Amer Fort gardens


Amer Fort is a majestic architectural piece which was built under the Islamic architectural style, the palace is known for its imperial marble and stone carving and work, its lush green manicured gardens and the luxurious amenities provided in the fort.

The Amber Fort stands on a steep hillside and rises above the waters of the Maota Lake, an artificial lake that also worked as a water reservoir for the dry months.

Access to the fort goes through the Dil-e-Aaram Garden, which is – like all the other gardens in the Amber Fort – built in the traditional Mughal style based on the Islamic concept of chahar bagh, a “four garden” that represents the Islamic paradise garden with its four waterways”.

The Chhatris on sides, rectangular pillared halls on east and west corners along with fountains, water- courses, a central pool, flower beds in classical geometrical design, all these features make the ambience pleasureful. So the name is eponymous.

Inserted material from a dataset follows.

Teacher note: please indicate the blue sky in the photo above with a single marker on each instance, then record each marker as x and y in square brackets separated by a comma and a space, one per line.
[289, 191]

The lower level garden on its northern side is called Ram Bagh. These gardens were also laid following the char bagh pattern with a pavilion in the middle area.

Climbing up the road to the fort, the Kesar Kyari (saffron garden) slowly comes visible, floating like a huge Persian carpet on a large stone terrace rising up from the center of the lake.


This garden has been developed on a platform which was built on small rock in the middle of the Maota Lake, which has three levels. This garden depicts the Mughal and Persian style geometry pattern having star shaped flowerbeds.

It was created for the women of the harem to admire from above. According to some historians, there was also an ingenious pulley system that allowed the women to reach the garden directly from their rooms, thus avoiding the risk of inappropriate male contact en route. The name means “saffron growing garden” originally it was this plant that grew in this location.

It is also called Maunbari garden and is believed that it was designed to be viewed at night, the pale marble partitions standing out in the moonlight like a pattern of lace against the dark plants.

Inside the palace, behind a series of corridors and archways, lies another chahar bagh garden with parterres’ built in white marble that form hexagrams and other complicated patterns. Even here the most dominant motif is a star, a symbol of intellectual powers and life itself for the garden’s inhabitants.